Dopiero od kilku dni chińskie władze zdają sobie sprawę z powagi sytuacji. Lokalna administracja zdążyła się już przyznać do błędów w postaci lekceważenia początkowych informacji o pojawieniu się wirusa. Pierwszy pacjent zastał hospitalizowany 16 grudnia, jednak Światowa Organizacja Zdrowia zawiadomiona została dopiero 31 grudnia. Targowisko, gdzie handlowano mięsem szczurów, lisów, węży czy nietoperzy zostało zamknięte dopiero 1 stycznia.
Tymczasem w mediach społecznościowych pojawia się coraz więcej skarg, żalów i zarzutów pod adresem służby zdrowia. „Le Monde” pisał w korespondencji z Chin o psychozie ogarniającej społeczeństwa. Wiele krajów stara się wydostać swych obywateli z Wuhan, organizując mosty powietrzne.

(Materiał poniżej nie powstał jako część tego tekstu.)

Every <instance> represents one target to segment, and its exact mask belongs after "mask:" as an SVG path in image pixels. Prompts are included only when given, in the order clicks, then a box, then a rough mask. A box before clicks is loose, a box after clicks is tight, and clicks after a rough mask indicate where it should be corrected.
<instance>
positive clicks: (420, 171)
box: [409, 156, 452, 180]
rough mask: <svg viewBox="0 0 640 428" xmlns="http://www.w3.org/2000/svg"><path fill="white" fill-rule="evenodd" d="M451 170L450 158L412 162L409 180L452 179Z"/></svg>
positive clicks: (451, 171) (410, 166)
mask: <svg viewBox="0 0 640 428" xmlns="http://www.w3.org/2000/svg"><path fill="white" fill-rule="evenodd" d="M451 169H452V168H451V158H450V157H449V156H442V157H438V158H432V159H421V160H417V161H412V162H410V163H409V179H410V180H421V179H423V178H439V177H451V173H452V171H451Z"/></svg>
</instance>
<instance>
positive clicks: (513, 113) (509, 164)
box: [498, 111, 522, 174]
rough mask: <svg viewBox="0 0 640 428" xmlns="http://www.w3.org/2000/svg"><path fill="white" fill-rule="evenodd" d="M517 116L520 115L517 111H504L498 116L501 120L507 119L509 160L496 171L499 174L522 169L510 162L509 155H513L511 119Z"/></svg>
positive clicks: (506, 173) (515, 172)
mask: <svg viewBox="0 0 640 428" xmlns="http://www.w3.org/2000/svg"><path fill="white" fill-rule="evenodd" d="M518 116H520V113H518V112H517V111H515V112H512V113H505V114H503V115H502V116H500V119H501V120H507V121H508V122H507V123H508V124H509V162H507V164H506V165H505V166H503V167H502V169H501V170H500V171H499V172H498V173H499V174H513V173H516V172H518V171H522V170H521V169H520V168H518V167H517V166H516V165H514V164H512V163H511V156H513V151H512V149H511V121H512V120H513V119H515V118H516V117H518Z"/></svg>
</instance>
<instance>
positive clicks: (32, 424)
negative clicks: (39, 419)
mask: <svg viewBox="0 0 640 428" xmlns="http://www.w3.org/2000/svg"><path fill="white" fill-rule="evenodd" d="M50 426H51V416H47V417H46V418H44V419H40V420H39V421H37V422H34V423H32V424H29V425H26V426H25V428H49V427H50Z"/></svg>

Operację taką rozpoczęli we wtorek Amerykanie. Chodzi o ponad tysiąc obywateli USA, w tym wielu pracowników konsulatu w Wuhan. Także Japonia i Francja ewakuują swych obywateli. Przygotowują się Niemcy i Brytyjczycy. Polskie MSZ prowadzi negocjacje w sprawie ewakuacji ok. 30 obywateli naszego kraju pozostających do tej pory w Wuhan.
Tymczasem Rosja zamknęła we wtorek granicę z Chinami, którą przekraczają codziennie tysiące osób. Podobnie zamierza postąpić Hongkong poprzez wprowadzenie zakazu podróży na kontynent.